Chove - Ada Negri (1870-1945)
Chove há apenas uma hora,
mas o menino pensa que já
chove há muito, muito tempo
sobre a grande cidade.
Chove nos telhados e paredes,
chove na longa avenida,
chove nas árvores escuras
com um ritmo triste e uniforme.
Chove: e o aguaceiro se ouve
vindo das janelas
que derramam lentas lágrimas
como meninas mal-humoradas.
Chove lá na rua e em cada casa invade a íntima melancolia
daquela chuva que cai.
Piove - Ada Negri (1870-1945)
Piove da un’ora soltanto
ma il bambino pensa che già
piova da tanto, da tanto
sopra la grande città.
Piove sui tetti e sui muri
piove sul lungo viale
piove sugli alberi oscuri
con ritmo triste e uguale.
Piove: e lo scroscio si sente
giungere dalle vetrate
che versan lacrime lente
come fanciulle imbronciate.
Piove laggiù sulla via
e in ogni casa già invade
l’intima malinconia
di quella pioggia che cade.
SOBRE A POETA* E SUA OBRA
Ada Negri (Lodi, 3 de fevereiro de 1870 — Milão, 11 de janeiro de 1945) foi primeira poeta italiana a ser admitida na Accademia d'Italia.
Sua família era humilde, seu pai, Giuseppe Negri, era cocheiro; sua mãe, Vittoria Cornalba, tecelã.
Após a morte do pai,1871, a poeta passou a ter uma maior influência de sua avó, Giuseppina “Peppina” Panni que trabalhava como zeladora no palácio de uma família da nobreza, os Barni, sendo que Negri costumava acompanhar a avó, assim como escreveu no romance Stella Mattutina, 1921.
Negri obteve o diploma de professora de ensino elementar, na Escola Normal para Meninas de Lodi e aos 18 anos de idade assumiu como professora na aldeia de Motta Visconti, em Pavia.
Na mesma época, passou a escrever poemas que eram publicados em jornais da região.
Nesse tempo foi incentivada a continuar a escrever pelo seu professor, Paolo Tedeschi, sendo que em 1892, Negri publicou um livro de poesias Fatalità que foi bem recebido, tanto por leitores, como por críticos e lhe valeu o prêmio Giannina Milli e também uma nomeação como professora na escola normal de Milão.
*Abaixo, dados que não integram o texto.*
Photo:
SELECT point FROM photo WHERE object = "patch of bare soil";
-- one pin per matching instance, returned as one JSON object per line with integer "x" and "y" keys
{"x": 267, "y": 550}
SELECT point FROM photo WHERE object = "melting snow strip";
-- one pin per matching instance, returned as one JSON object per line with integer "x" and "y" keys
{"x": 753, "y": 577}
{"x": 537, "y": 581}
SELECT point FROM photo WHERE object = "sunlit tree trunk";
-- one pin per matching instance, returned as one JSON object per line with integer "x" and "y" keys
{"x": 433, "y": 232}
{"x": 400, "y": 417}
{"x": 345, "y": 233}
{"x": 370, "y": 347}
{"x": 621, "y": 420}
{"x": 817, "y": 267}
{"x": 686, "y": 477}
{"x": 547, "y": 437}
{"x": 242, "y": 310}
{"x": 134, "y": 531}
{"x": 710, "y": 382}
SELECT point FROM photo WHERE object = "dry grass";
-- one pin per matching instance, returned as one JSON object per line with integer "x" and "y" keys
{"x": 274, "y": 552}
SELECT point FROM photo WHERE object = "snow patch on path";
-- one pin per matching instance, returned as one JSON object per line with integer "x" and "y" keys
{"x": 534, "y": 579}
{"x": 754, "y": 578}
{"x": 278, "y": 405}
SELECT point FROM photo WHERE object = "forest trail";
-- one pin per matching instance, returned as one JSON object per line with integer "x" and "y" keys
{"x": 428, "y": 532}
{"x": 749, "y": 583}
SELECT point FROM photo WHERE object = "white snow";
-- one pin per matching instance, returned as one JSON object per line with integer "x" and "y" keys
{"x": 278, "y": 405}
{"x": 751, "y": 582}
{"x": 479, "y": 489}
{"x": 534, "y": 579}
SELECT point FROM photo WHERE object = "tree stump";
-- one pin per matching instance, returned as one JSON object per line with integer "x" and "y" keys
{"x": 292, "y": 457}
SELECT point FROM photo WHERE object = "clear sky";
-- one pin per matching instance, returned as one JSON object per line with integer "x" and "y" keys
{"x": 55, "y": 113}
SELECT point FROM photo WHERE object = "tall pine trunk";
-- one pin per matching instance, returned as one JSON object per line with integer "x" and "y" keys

Na grande cidade, conheceu jovens intectuais e políticos socialistas: o jovem intelectual Ettore Patrizi, de quem ficou noiva e políticos, como, Filippo Turati, Benito Mussolini e Anna Kuliscioff.
Em 1896, publicaTempeste, obra em que reflete sobre a desigualdade social e que contém um certo pessimismo; ainda nesse ano, rompe o noivado e se casa com outro homem, o industrial Giovanni Garlanda, de Biella, um fã de sua poesia, com quem teve duas filhas: Bianca e Vittoria.
Em 1913, Negri se separou do marido e foi viver com a filha em Zurique, Suíça, onde ficou por um periodo e depois retornou à Itália.
Seu unico romance é Stella Mattutina (Estrela da manhã), 1921, inspirado em suas visitas ao Lago de Como.
Em março de 1923, Negri escreveu I canti dell'isola, inspirado em sua estadia na ilha de Cápri.
Em 1927, Benito Mussolini indica a poeta para o Premio Nobel de Literatura, mas ela não ganha a honraria.
Em 1940, Ada Negri foi admitida na Accademia d'Italia, sendo a primeira mulher a conseguir isso, como dito acima.
A 11 de janeiro de 1945, Negri foi encontrada morta - aos 74 anos - por sua filha Bianca, em seu escritório, em Milão.
*Uso o termo poeta, indistintamente, para o homem ou para a mulher que façam poemas, assim como ensinou a grande poeta brasileira Cecília Meireles.